[PAST EVENT] Xin Ruan - Dissertation Defense, Computer Science

October 10, 2016
10am - 12pm
Location
McGlothlin-Street Hall, Room 002
251 Jamestown Rd
Williamsburg, VA 23185Map this location

Abstract:
With billions of users, Online Social Networks (OSNs) are amongst the largest scale communication applications on the Internet. OSNs enable users to easily access news from local and world-wide, as well as share information publicly and interact with friends. On the negative side, OSNs are also abused by spammers to distribute ads or malicious information, such as scams, fraud, and even manipulate public political opinions. Having achieved significant commercial success with large amount of user information, OSNs do treat the security and privacy of their users seriously and provide several mechanisms to reinforce their account security and information privacy. However, the efficacy, effectiveness and security of these measures are either not thoroughly studies or in need to be improved. In sight of cyber criminals and potential privacy threats on OSNs, we focuses on the evaluations and improvements of OSN user privacy configurations, account security protection mechanisms and trending topic security in this dissertation.

In the first project, we examine the effectiveness of OSN privacy settings on protecting user privacy. Given each privacy configuration, we propose a corresponding scheme to reveal the target user's basic profile and connection information starting from some leaked connections on its homepage.

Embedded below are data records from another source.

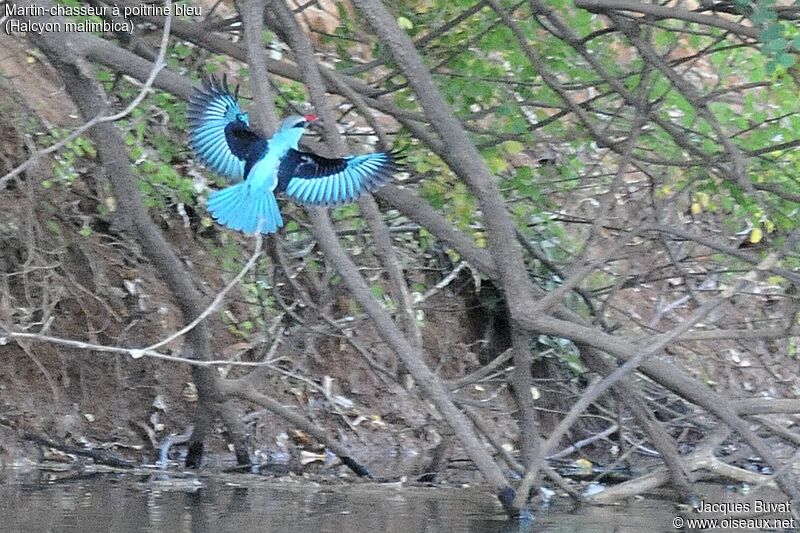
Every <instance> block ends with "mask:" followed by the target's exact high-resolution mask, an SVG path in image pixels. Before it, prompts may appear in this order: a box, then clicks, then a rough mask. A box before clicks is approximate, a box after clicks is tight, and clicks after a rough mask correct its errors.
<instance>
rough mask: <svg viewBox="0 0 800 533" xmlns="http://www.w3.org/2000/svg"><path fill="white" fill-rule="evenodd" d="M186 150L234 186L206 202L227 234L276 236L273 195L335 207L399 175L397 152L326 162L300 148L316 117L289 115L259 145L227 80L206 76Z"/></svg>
mask: <svg viewBox="0 0 800 533" xmlns="http://www.w3.org/2000/svg"><path fill="white" fill-rule="evenodd" d="M187 116H188V119H189V125H190V126H191V133H190V137H189V140H190V144H191V147H192V149H193V150H194V152H195V153H196V154H197V156H198V158H199V159H200V161H202V162H203V163H204V164H205V165H206V166H208V167H209V168H211V169H212V170H214V171H215V172H217V173H219V174H221V175H223V176H225V177H227V178H229V179H232V180H234V181H236V180H238V179H239V178H242V177H244V181H243V182H241V183H237V184H235V185H231V186H230V187H227V188H225V189H222V190H219V191H215V192H214V193H212V194H211V195H210V196H209V200H208V210H209V212H210V213H211V215H212V216H213V217H214V218H215V219H216V220H217V221H218V222H219V223H220V224H223V225H225V226H227V227H229V228H231V229H236V230H240V231H244V232H246V233H252V232H254V231H255V230H256V228H258V227H259V223H260V224H261V231H262V232H264V233H273V232H275V231H277V230H278V228H280V227H281V226H283V220H282V219H281V214H280V211H279V210H278V204H277V202H276V200H275V193H277V192H285V193H286V195H287V196H289V197H290V198H292V199H293V200H295V201H296V202H299V203H301V204H305V205H335V204H339V203H342V202H349V201H352V200H355V199H356V198H358V197H359V196H360V195H361V193H362V192H363V191H370V192H371V191H374V190H375V189H377V188H378V187H380V186H381V185H383V184H385V183H386V182H387V181H389V180H390V179H391V177H392V174H393V173H394V172H396V171H397V170H398V165H397V158H396V154H394V153H384V152H381V153H375V154H368V155H360V156H351V157H346V158H334V159H331V158H327V157H322V156H319V155H317V154H314V153H311V152H303V151H300V150H299V149H298V146H297V145H298V141H299V140H300V137H301V136H302V135H303V133H304V132H305V127H306V125H307V124H308V123H309V122H310V121H313V120H315V119H316V117H315V116H313V115H306V116H305V117H302V116H296V115H293V116H290V117H287V118H286V119H284V121H283V122H282V123H281V126H280V128H279V129H278V131H277V132H275V134H274V135H273V136H272V137H271V138H270V139H269V140H267V139H264V138H263V137H261V136H259V135H258V134H257V133H255V132H254V131H253V130H251V129H250V123H249V119H248V116H247V113H244V112H242V110H241V108H240V107H239V103H238V87H237V89H236V92H235V93H233V94H232V93H231V91H230V89H229V88H228V84H227V80H225V78H223V81H222V82H220V81H219V80H218V79H217V78H214V77H211V78H208V79H206V80H204V81H203V86H202V87H201V88H195V90H194V92H193V93H192V96H191V98H190V99H189V111H188V115H187Z"/></svg>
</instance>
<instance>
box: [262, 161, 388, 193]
mask: <svg viewBox="0 0 800 533" xmlns="http://www.w3.org/2000/svg"><path fill="white" fill-rule="evenodd" d="M397 169H398V166H397V160H396V157H395V155H394V154H389V153H385V152H381V153H377V154H368V155H359V156H354V157H346V158H344V159H329V158H327V157H322V156H318V155H316V154H312V153H310V152H300V151H297V150H289V151H288V152H287V153H286V156H284V158H283V159H282V160H281V165H280V167H278V186H277V187H276V192H280V191H283V192H285V193H286V195H287V196H289V197H290V198H292V199H293V200H295V201H296V202H299V203H301V204H305V205H334V204H339V203H342V202H349V201H352V200H355V199H356V198H358V197H359V196H360V195H361V192H362V191H370V192H372V191H374V190H376V189H377V188H378V187H380V186H381V185H383V184H385V183H386V182H387V181H389V180H390V179H391V177H392V174H394V172H396V171H397Z"/></svg>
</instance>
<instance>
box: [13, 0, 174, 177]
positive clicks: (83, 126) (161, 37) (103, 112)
mask: <svg viewBox="0 0 800 533" xmlns="http://www.w3.org/2000/svg"><path fill="white" fill-rule="evenodd" d="M164 6H165V8H166V12H167V17H166V20H165V21H164V31H163V32H162V34H161V44H160V45H159V48H158V56H157V57H156V60H155V61H154V62H153V67H152V68H151V69H150V75H149V76H148V77H147V80H146V81H145V82H144V85H142V88H141V89H140V90H139V94H137V95H136V98H134V99H133V101H131V103H129V104H128V105H127V106H126V107H125V109H123V110H122V111H120V112H119V113H115V114H113V115H106V114H105V113H104V112H103V113H100V114H99V115H97V116H96V117H94V118H93V119H91V120H89V121H88V122H86V123H85V124H84V125H82V126H80V127H79V128H76V129H75V130H73V131H72V132H71V133H70V134H69V135H67V136H66V137H64V138H63V139H61V140H60V141H58V142H57V143H55V144H53V145H51V146H48V147H47V148H45V149H44V150H37V151H36V152H34V154H33V155H32V156H31V157H30V158H29V159H28V160H27V161H25V162H23V163H22V164H20V165H19V166H17V167H16V168H15V169H13V170H12V171H10V172H9V173H8V174H6V175H5V176H3V177H2V178H0V191H1V190H3V189H4V188H5V186H6V183H7V182H8V181H9V180H10V179H11V178H13V177H14V176H16V175H18V174H19V173H21V172H23V171H24V170H25V169H27V168H28V167H30V166H31V165H33V164H34V163H35V162H36V161H38V159H39V158H40V157H41V156H43V155H47V154H51V153H53V152H56V151H58V150H60V149H62V148H63V147H64V146H66V145H67V144H69V142H71V141H72V140H73V139H76V138H77V137H79V136H80V135H82V134H83V133H84V132H86V131H87V130H88V129H90V128H92V127H94V126H96V125H98V124H102V123H104V122H115V121H117V120H120V119H123V118H125V117H126V116H128V115H129V114H130V113H131V112H132V111H133V110H134V109H136V107H137V106H138V105H139V104H140V103H142V100H144V99H145V97H146V96H147V93H149V92H150V89H151V88H152V87H153V82H155V79H156V76H157V75H158V73H159V72H161V70H162V69H163V68H164V67H165V66H166V65H167V63H166V61H165V57H166V54H167V45H168V44H169V35H170V28H171V26H172V0H164Z"/></svg>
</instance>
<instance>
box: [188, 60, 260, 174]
mask: <svg viewBox="0 0 800 533" xmlns="http://www.w3.org/2000/svg"><path fill="white" fill-rule="evenodd" d="M238 93H239V88H238V86H237V87H236V92H235V93H231V91H230V90H229V89H228V82H227V79H225V78H223V80H222V82H220V81H219V80H218V79H217V78H215V77H213V76H212V77H209V78H206V79H204V80H203V86H202V87H201V88H198V87H195V89H194V92H192V96H191V97H190V98H189V109H188V112H187V118H188V119H189V126H190V127H191V133H190V136H189V142H190V144H191V146H192V149H193V150H194V151H195V153H196V154H197V156H198V158H199V159H200V160H201V161H202V162H203V163H204V164H205V165H206V166H208V167H209V168H210V169H212V170H214V171H215V172H218V173H219V174H222V175H223V176H225V177H227V178H231V179H237V178H241V177H242V176H243V175H244V171H245V160H246V159H248V156H249V155H250V154H251V153H252V152H253V151H254V150H255V149H256V145H259V144H263V143H264V142H265V141H264V139H262V138H261V137H259V136H258V135H257V134H256V133H255V132H253V131H252V130H251V129H250V125H249V121H248V118H247V113H243V112H242V110H241V109H240V108H239V103H238Z"/></svg>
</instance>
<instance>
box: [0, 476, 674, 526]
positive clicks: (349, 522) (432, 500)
mask: <svg viewBox="0 0 800 533" xmlns="http://www.w3.org/2000/svg"><path fill="white" fill-rule="evenodd" d="M156 476H157V475H154V476H139V477H137V476H130V475H126V476H115V475H108V474H106V475H98V476H95V477H90V478H83V479H68V480H66V479H64V480H60V481H58V480H47V479H44V478H43V476H42V475H41V474H39V475H38V476H37V478H36V479H31V478H30V477H25V478H20V477H19V476H16V477H15V476H9V475H7V473H6V475H5V477H4V476H3V474H2V471H0V518H2V525H0V530H2V531H4V532H8V533H16V532H20V533H22V532H25V533H28V532H50V531H52V532H67V533H69V532H76V533H78V532H80V533H87V532H92V531H113V532H115V533H133V532H142V533H160V532H164V533H182V532H191V533H212V532H213V533H216V532H224V531H236V532H242V533H243V532H250V531H254V532H256V531H257V532H265V533H278V532H287V531H291V532H296V533H306V532H308V533H311V532H313V533H351V532H380V533H407V532H425V533H439V532H447V533H462V532H463V533H467V532H470V533H472V532H479V533H482V532H485V533H510V532H520V531H527V530H529V531H559V532H568V531H576V532H577V531H580V532H591V531H602V532H609V531H619V532H627V531H630V532H634V531H637V532H638V531H643V530H644V531H647V530H651V529H652V527H653V525H654V524H657V523H661V524H666V525H668V524H669V522H668V520H669V519H670V517H671V516H672V514H673V511H672V506H671V505H670V504H669V503H667V502H658V501H649V502H639V503H638V504H636V506H634V507H630V508H620V507H613V508H609V507H605V508H591V507H580V508H578V509H577V510H575V509H573V508H571V506H568V505H566V504H565V505H564V506H563V507H558V506H554V507H553V508H551V509H549V510H547V511H546V512H543V513H540V515H539V516H538V517H537V518H536V520H535V522H534V523H533V524H530V525H527V526H526V524H520V523H519V522H518V521H516V520H508V519H507V518H506V516H505V515H504V514H503V512H502V509H501V508H500V507H499V505H498V504H497V502H496V499H495V498H494V497H492V496H491V495H488V494H486V493H485V492H483V491H480V490H477V489H451V488H434V489H429V488H418V487H397V486H387V485H380V484H341V485H323V486H321V485H318V484H315V483H310V482H308V481H305V480H297V479H293V478H282V479H273V478H263V477H256V476H248V475H243V476H230V477H216V476H215V477H210V478H205V477H204V478H194V477H189V478H185V479H175V478H166V477H161V478H158V477H156Z"/></svg>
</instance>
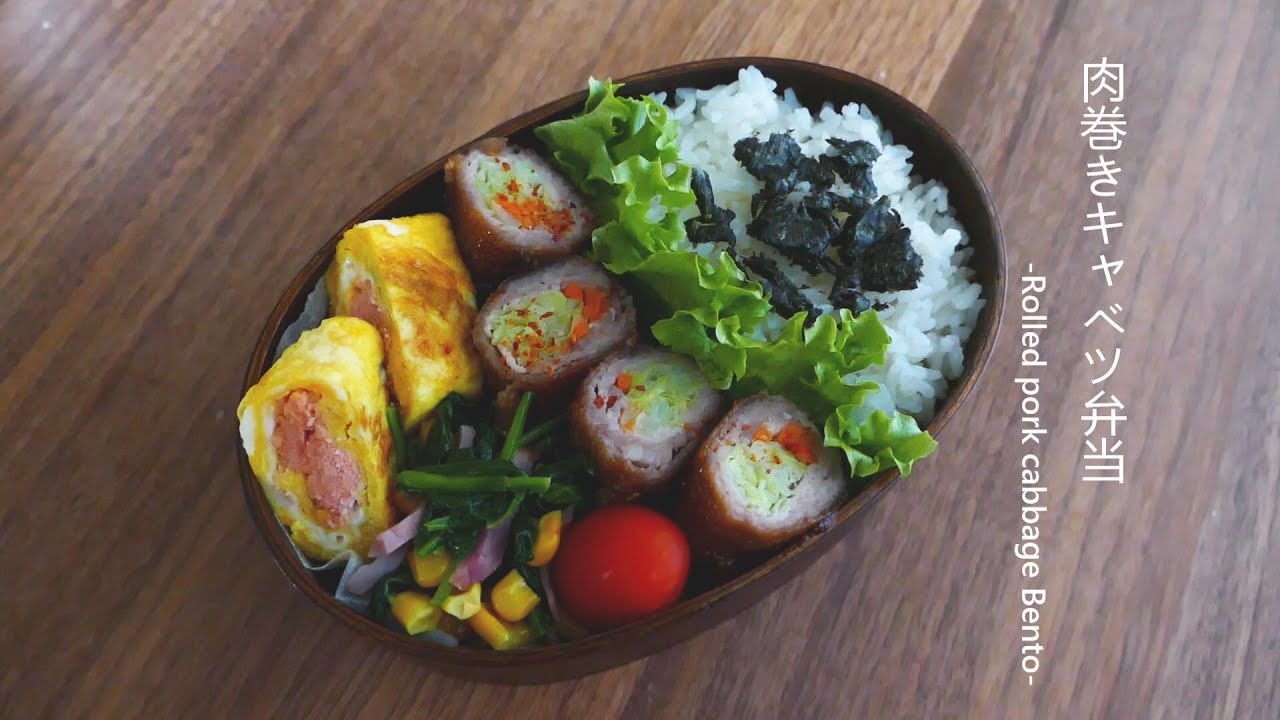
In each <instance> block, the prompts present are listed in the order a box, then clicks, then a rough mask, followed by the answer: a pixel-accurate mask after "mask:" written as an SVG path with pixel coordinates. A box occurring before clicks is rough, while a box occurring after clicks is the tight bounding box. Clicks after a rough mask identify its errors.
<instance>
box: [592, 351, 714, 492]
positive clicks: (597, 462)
mask: <svg viewBox="0 0 1280 720" xmlns="http://www.w3.org/2000/svg"><path fill="white" fill-rule="evenodd" d="M719 405H721V402H719V396H718V395H717V393H716V391H714V389H712V387H710V384H708V383H707V378H704V377H703V374H701V372H699V370H698V365H696V364H695V363H694V361H692V360H690V359H689V357H685V356H682V355H676V354H673V352H668V351H666V350H658V348H653V347H635V348H631V350H625V351H621V352H617V354H614V355H612V356H609V357H607V359H605V360H604V361H602V363H600V364H599V365H596V366H595V369H594V370H591V372H590V373H589V374H588V375H586V379H585V380H584V382H582V387H581V388H580V389H579V395H577V398H576V400H575V402H573V407H572V410H571V414H570V423H571V424H572V428H573V434H575V437H576V438H577V439H579V442H580V443H582V445H584V446H585V447H586V448H588V451H589V452H590V454H591V456H593V457H594V459H595V462H596V465H598V468H599V470H600V471H599V473H598V474H599V477H600V478H602V491H603V495H604V497H605V498H608V500H632V498H635V497H637V496H640V495H643V493H646V492H652V491H655V489H660V488H664V487H667V486H668V484H669V483H671V480H672V478H673V477H675V475H676V474H677V473H680V471H681V470H682V469H684V466H685V465H686V464H687V461H689V459H690V457H692V454H694V451H695V450H696V448H698V441H699V439H701V437H703V436H704V434H705V433H707V429H708V428H709V425H710V423H712V421H713V420H714V419H716V415H717V414H718V411H719Z"/></svg>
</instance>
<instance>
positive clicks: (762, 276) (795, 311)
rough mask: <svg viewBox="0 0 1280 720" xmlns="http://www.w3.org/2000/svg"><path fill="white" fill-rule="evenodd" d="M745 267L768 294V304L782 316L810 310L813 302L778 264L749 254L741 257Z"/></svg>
mask: <svg viewBox="0 0 1280 720" xmlns="http://www.w3.org/2000/svg"><path fill="white" fill-rule="evenodd" d="M742 264H744V265H746V269H749V270H751V273H754V274H755V277H756V279H758V281H760V286H762V287H764V292H765V295H768V296H769V304H771V305H773V307H774V309H777V311H778V314H780V315H782V316H783V318H790V316H791V315H795V314H796V313H800V311H806V313H808V311H812V310H813V309H814V307H813V304H812V302H809V299H808V297H805V296H804V293H803V292H800V288H799V287H796V286H795V283H792V282H791V279H790V278H787V275H786V274H785V273H783V272H782V270H781V269H780V268H778V264H777V263H776V261H774V260H772V259H771V258H765V256H764V255H749V256H746V258H742Z"/></svg>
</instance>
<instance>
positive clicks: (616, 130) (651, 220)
mask: <svg viewBox="0 0 1280 720" xmlns="http://www.w3.org/2000/svg"><path fill="white" fill-rule="evenodd" d="M620 87H621V85H617V83H613V82H609V81H608V79H605V81H604V82H600V81H596V79H595V78H591V79H590V85H589V90H588V99H586V105H585V109H584V113H582V114H581V115H577V117H573V118H570V119H566V120H558V122H554V123H548V124H545V126H543V127H540V128H538V129H536V135H538V138H539V140H541V141H543V142H544V143H545V145H547V147H548V150H549V152H550V156H552V159H553V160H554V163H556V165H557V167H558V168H559V169H561V172H562V173H564V176H566V177H567V178H568V179H570V181H571V182H572V183H573V184H575V186H576V187H579V190H581V191H582V193H584V195H586V196H588V197H589V199H590V202H591V209H593V211H594V213H595V215H596V219H598V220H599V222H600V223H602V224H600V227H599V228H596V231H595V232H594V233H593V234H591V250H593V254H594V256H595V259H596V260H598V261H599V263H600V264H603V265H604V266H605V268H608V269H609V270H611V272H613V273H617V274H622V275H627V277H628V278H631V279H632V281H635V282H636V283H637V284H639V286H640V287H641V288H643V291H644V292H646V293H648V295H649V300H652V301H657V304H658V305H659V306H660V309H662V313H660V314H662V315H666V316H664V318H663V319H660V320H658V322H657V323H654V325H653V336H654V338H655V340H657V341H658V342H660V343H663V345H666V346H667V347H669V348H672V350H675V351H676V352H682V354H686V355H690V356H691V357H694V359H695V360H696V361H698V364H699V366H700V368H701V369H703V373H704V374H705V375H707V378H708V379H709V380H710V383H712V384H713V386H714V387H717V388H722V389H723V388H728V389H730V392H731V393H732V395H733V396H737V397H741V396H746V395H753V393H756V392H771V393H777V395H782V396H785V397H788V398H790V400H792V401H794V402H796V405H799V406H800V407H803V409H804V410H805V411H806V413H808V414H809V415H810V416H812V418H813V419H815V420H820V419H823V418H826V421H824V424H823V430H824V436H826V439H824V443H826V445H827V446H829V447H838V448H840V450H841V451H844V452H845V456H846V457H847V459H849V464H850V468H851V470H852V473H854V474H855V475H860V477H867V475H873V474H876V473H879V471H882V470H886V469H888V468H892V466H896V468H899V470H900V471H901V473H902V474H904V475H906V474H909V473H910V471H911V465H913V462H915V461H916V460H919V459H920V457H924V456H925V455H928V454H929V452H932V451H933V448H934V447H936V446H937V443H936V442H934V441H933V438H931V437H929V434H928V433H924V432H922V430H920V429H919V427H918V425H916V423H915V419H914V418H911V416H910V415H905V414H901V413H897V414H893V415H887V414H886V413H883V411H869V410H868V409H867V407H864V401H865V398H867V397H868V396H869V395H872V393H874V392H877V389H878V386H877V384H876V383H874V382H856V380H850V379H849V378H850V377H851V373H856V372H858V370H863V369H865V368H868V366H870V365H874V364H879V363H883V361H884V348H886V347H887V346H888V342H890V338H888V333H886V332H884V328H883V325H882V324H881V322H879V318H878V316H877V315H876V313H874V311H870V313H863V314H861V315H859V316H856V318H854V316H852V315H851V314H850V313H849V311H847V310H841V311H840V313H838V318H837V316H833V315H822V316H819V318H817V319H815V320H814V322H813V324H812V325H810V327H808V328H805V327H804V324H805V319H806V316H805V315H804V314H797V315H794V316H792V318H791V319H790V320H787V322H786V323H785V324H783V327H782V329H781V332H780V333H778V336H777V340H772V341H767V340H762V337H763V334H764V333H763V332H762V325H763V322H764V319H765V316H767V315H768V314H769V310H771V306H769V302H768V299H767V297H765V296H764V291H763V290H762V288H760V284H759V283H756V282H754V281H751V279H749V278H748V277H746V275H745V274H744V273H742V270H741V269H740V268H739V266H737V265H736V264H735V263H733V260H732V259H731V258H730V256H728V255H727V254H724V252H718V254H716V256H713V258H710V259H708V258H704V256H703V255H700V254H698V252H695V251H694V250H692V249H691V246H690V243H689V241H687V238H686V237H685V228H684V224H682V223H681V220H680V214H681V211H682V210H685V209H687V208H691V206H692V205H694V201H695V199H694V193H692V191H691V190H690V187H689V177H690V168H689V165H687V164H685V163H682V161H681V160H680V155H678V152H677V145H676V141H677V129H678V128H677V124H676V122H675V120H671V119H669V117H668V114H667V108H666V106H663V105H662V104H660V102H658V101H657V100H654V99H653V97H649V96H644V97H620V96H618V95H617V91H618V88H620Z"/></svg>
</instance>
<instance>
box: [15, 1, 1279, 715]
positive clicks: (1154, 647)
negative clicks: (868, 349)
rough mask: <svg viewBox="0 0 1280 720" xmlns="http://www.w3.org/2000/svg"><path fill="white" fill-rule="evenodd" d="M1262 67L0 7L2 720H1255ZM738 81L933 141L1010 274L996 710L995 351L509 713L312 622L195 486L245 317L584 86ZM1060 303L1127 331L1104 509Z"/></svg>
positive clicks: (1249, 11)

Based on the dataset we collect on Facebook, we calculate the privacy exposure in each privacy setting type and measure the accuracy of our privacy inference schemes given different amount of public information. The evaluation results show that users' private basic profile can be inferred with high accuracy and connections can be revealed in a significant portion based on even a small number of directly leaked connections.

In the second project, we propose a behavioral-profile-based method to detect OSN user account compromisation in a timely manner. Specifically, we propose eight behavioural features to portray a user's social behaviour. A user's statistical distributions of those feature values comprise its behavioral profile. Based on the sample data we collect from Facebook, we find that each user's activities are highly likely to conform to its behavioural profile while different user's profile tend to diverge from each other, which can be employed for compromisation detection. The evaluation result shows that the more complete and accurate a user's behavioral profile can be built the more accurately compromisation can be detected.

Thirdly, we investigate the manipulation of OSN trending topics. Based on the dataset we collect from Twitter, we manifest the manipulation of trending and a suspect spamming infrastructure. We then measure how accurately the five factors (popularity, coverage, transmission, potential coverage, and reputation) can predict trending using an SVM classifier. We further study the interaction patterns between authenticated accounts and malicious accounts in trending. At last we show the threat of compromised accounts and sybil accounts to trending using simulation and discuss countermeasures against trending manipulation.

Bio:
Xin Ruan is a Ph.D. candidate in the Department of Computer Science at William & Mary. She is working with Dr. Haining Wang. Her research interests include security and privacy issues in online social networks, data analysis. Before she came to William and Mary she received her M.S. and B.S. in Computer Science from Xidian University in 2009 and 2007 respectively.